LeeAnne fell silent and I lifted my gaze to Meems and Jessie who were both crunched into Meems’s back office at the Coffee House. Both of them were watching me, both of them looking pissed and harassed, both of them knowing what this cost me and both of them wishing they could pay the toll instead of me.
“Her name is Angie. Evidence came out last night that she was murdered because of something that happened between her and me. There’s a possibility that anyone who…” Christ, how did I say this? LeeAnne was a bitch, the worst mother-in-law in history, but still, good manners prevented me from saying it straight out. “Anyway, anyone who didn’t get along with me might be in danger.”
“You’re poison,” LeeAnne spat, “always were.”
I didn’t get that, even from LeeAnne. She was a bitch but she’d seen me in the hospital and she knew her son did that to me.
She knew it wasn’t me who beat the shit out of Pete. It wasn’t me who came home that f**king, shitty, awful night and attacked me far worse than any of the times before. Times which could be brushed away as too much drink or what Pete called “our passionate but volatile relationship” (I thought it wasn’t much the first and too much of the last). It wasn’t me who tried to rape me, who I had to fight back, scared silly, losing the fight, only somehow to escape and drive over to Morrie’s house.
It was just me who happened to pick a time when Alec was at Morrie’s. And it was me who was battered, bloodied, my clothes torn, barely able to hold myself up, having performed a miracle by driving myself there in one piece at all. And it was me who Alec took one look at, turned to Morrie and said, “You see to her, I’ll see to him.” And it was for me that Alec drove straight to my house and nearly beat the life out of my husband.
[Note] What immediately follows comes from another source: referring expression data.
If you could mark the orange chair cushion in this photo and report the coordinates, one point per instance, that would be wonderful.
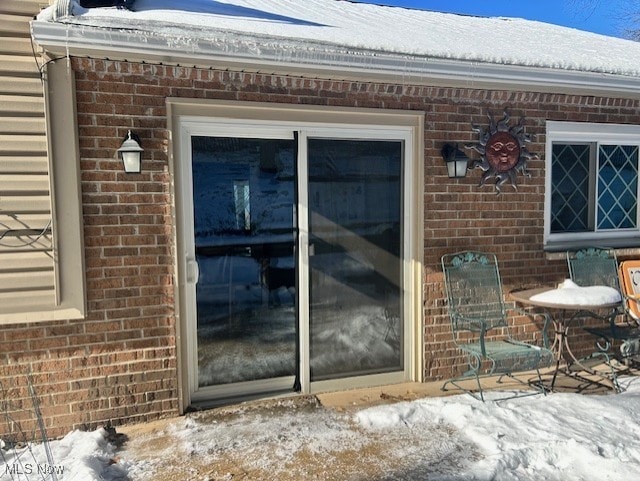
(629, 273)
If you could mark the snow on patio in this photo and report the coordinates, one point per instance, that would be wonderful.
(558, 437)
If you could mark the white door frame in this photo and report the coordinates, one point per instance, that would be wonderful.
(387, 126)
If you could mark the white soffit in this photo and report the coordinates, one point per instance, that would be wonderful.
(111, 33)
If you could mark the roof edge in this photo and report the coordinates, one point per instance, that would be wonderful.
(278, 56)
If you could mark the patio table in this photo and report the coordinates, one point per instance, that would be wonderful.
(566, 313)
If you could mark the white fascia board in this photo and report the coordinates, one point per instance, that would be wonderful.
(241, 52)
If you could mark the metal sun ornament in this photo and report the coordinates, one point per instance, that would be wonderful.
(503, 151)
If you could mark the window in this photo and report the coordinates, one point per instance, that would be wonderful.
(591, 185)
(41, 254)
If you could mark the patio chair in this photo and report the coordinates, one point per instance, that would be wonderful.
(598, 266)
(479, 316)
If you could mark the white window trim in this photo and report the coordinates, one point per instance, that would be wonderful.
(66, 205)
(599, 133)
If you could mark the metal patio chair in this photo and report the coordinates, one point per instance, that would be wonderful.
(479, 325)
(620, 337)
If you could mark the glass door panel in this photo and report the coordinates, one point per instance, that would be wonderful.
(243, 199)
(355, 258)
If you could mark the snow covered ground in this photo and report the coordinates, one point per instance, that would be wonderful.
(564, 437)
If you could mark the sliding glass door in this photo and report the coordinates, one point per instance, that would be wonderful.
(243, 207)
(293, 259)
(355, 262)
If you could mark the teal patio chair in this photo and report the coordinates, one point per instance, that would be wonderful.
(618, 338)
(479, 316)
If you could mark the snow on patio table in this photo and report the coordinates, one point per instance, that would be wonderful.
(564, 437)
(570, 293)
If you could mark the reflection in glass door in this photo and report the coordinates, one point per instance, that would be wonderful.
(243, 205)
(355, 258)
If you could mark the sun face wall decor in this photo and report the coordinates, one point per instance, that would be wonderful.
(503, 151)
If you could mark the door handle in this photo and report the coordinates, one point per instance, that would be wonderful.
(193, 271)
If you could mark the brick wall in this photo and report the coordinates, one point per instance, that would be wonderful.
(119, 363)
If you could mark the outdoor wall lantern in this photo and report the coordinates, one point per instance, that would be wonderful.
(455, 159)
(131, 154)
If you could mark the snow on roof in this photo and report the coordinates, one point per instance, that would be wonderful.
(371, 28)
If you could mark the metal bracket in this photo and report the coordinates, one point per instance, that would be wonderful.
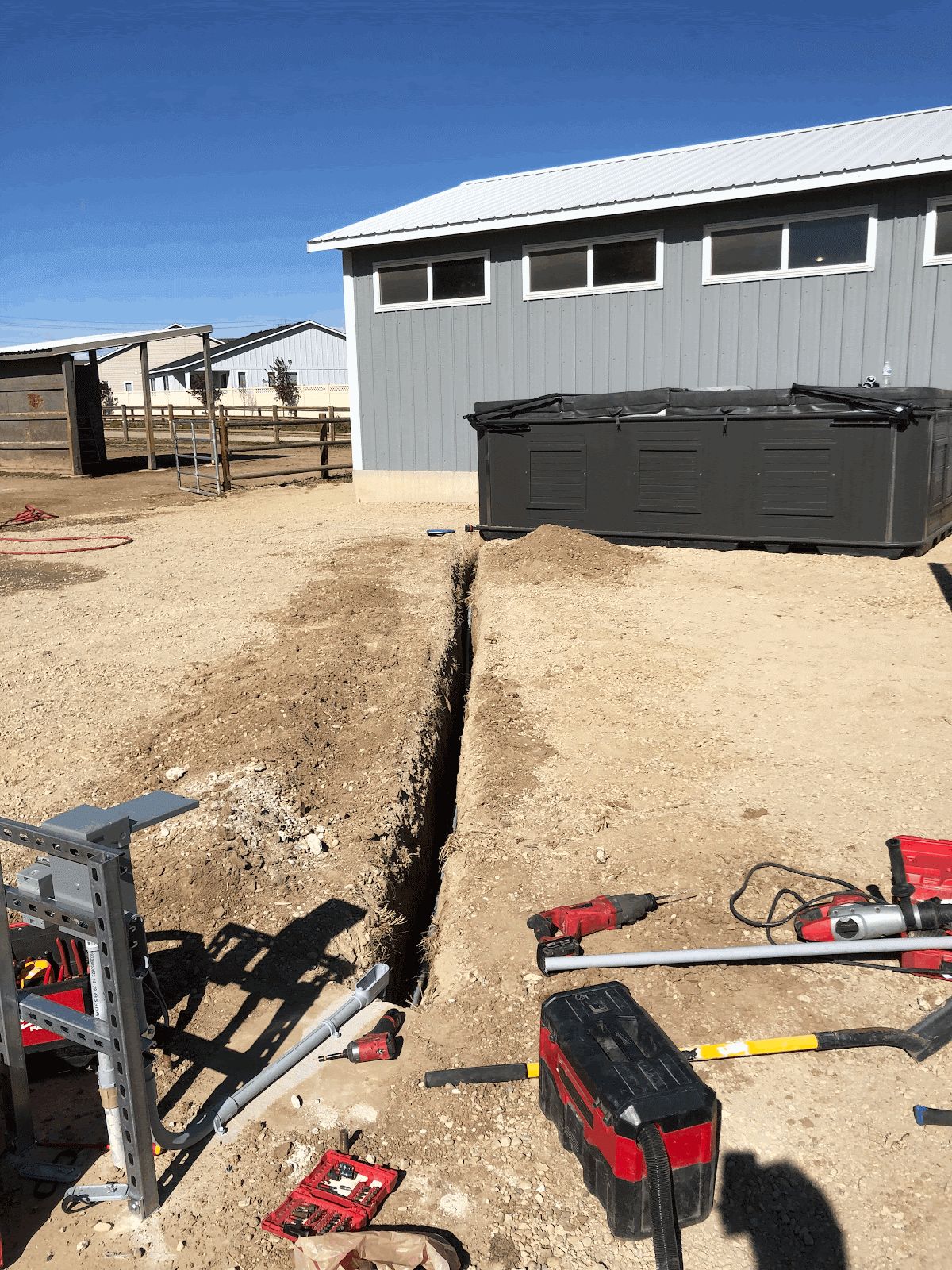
(97, 1194)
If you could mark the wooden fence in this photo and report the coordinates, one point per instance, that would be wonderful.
(277, 419)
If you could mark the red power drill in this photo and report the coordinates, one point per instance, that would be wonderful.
(378, 1043)
(922, 901)
(577, 921)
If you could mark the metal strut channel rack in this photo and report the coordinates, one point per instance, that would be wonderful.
(82, 884)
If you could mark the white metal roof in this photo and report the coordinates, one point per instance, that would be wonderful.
(835, 154)
(82, 344)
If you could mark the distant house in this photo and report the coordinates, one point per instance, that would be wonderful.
(819, 256)
(240, 368)
(121, 368)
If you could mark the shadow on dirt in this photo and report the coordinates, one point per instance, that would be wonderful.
(69, 1122)
(266, 968)
(943, 581)
(786, 1216)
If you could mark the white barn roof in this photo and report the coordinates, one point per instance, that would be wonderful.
(835, 154)
(84, 343)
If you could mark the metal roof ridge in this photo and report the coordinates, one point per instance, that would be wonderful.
(698, 146)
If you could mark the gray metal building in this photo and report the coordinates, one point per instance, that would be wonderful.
(820, 256)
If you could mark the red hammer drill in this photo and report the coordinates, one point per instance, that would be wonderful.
(577, 921)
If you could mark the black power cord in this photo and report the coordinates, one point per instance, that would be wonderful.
(871, 893)
(803, 905)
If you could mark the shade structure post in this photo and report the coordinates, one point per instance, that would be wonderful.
(209, 385)
(148, 406)
(69, 383)
(224, 444)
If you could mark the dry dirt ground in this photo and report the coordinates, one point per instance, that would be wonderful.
(636, 721)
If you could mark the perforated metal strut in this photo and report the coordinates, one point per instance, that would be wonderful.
(83, 886)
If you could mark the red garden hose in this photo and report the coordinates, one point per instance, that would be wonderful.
(103, 540)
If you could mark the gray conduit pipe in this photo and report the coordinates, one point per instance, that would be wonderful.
(752, 952)
(367, 990)
(107, 1068)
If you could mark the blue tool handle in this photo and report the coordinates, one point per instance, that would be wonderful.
(932, 1115)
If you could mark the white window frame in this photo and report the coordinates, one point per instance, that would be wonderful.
(429, 260)
(784, 272)
(589, 290)
(930, 249)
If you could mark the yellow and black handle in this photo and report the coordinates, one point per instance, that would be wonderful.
(497, 1075)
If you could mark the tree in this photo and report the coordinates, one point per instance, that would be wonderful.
(283, 383)
(197, 391)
“Please, LeeAnne, give me his number,” I said.
“Still can’t see right out of his left eye, my boy,” she countered.
I didn’t doubt this was true. Alec did a number on him. Detached retina, amongst other things.
It wasn’t more than he deserved. He’d done a number on me. We were both in the hospital at the same time.
I got out earlier.
Pete got out and left town. He didn’t press charges. This was likely due to Morrie, Dad and a variety of other townsfolk making this Pete’s only option.
I wasn’t going to say I was sorry.
I was sorry. Very sorry. So sorry it had seeped into my soul. But not sorry for Pete Hollister.
Having had a very long time to look back, Pete had always been an ass**le. But he’d been a good-looking one. Not as good-looking as Alec but with Alec lost to me, Pete would do. And I needed someone. Someone to fill the hole Alec left. No, it wasn’t a hole. It was a wound. I couldn’t close the wound so I needed someone to numb the pain. Or take my mind off it. Pete did that, he was good at it. He delivered his own brand of pain in order to succeed wildly in this endeavor.
What I was sorry about was the fact that Alec hurt Pete and I knew he’d hate himself for doing it instead of hating me. And I was sorry that I put him in that position. It was the only one he had, he and Morrie had been looking after me so long they didn’t know how to do anything different even if things had changed between Alec and me. And I was sorry that he saw me the way he did, beaten, not his February, never to be his February again. She was gone like he told me the Alec he was once was gone. Pete had beaten her out of me. I answered to my name but I didn’t know who February was any longer. I’d spent nearly two decades trying to figure it out but never could. The only thing I knew was she wasn’t the girl I used to be.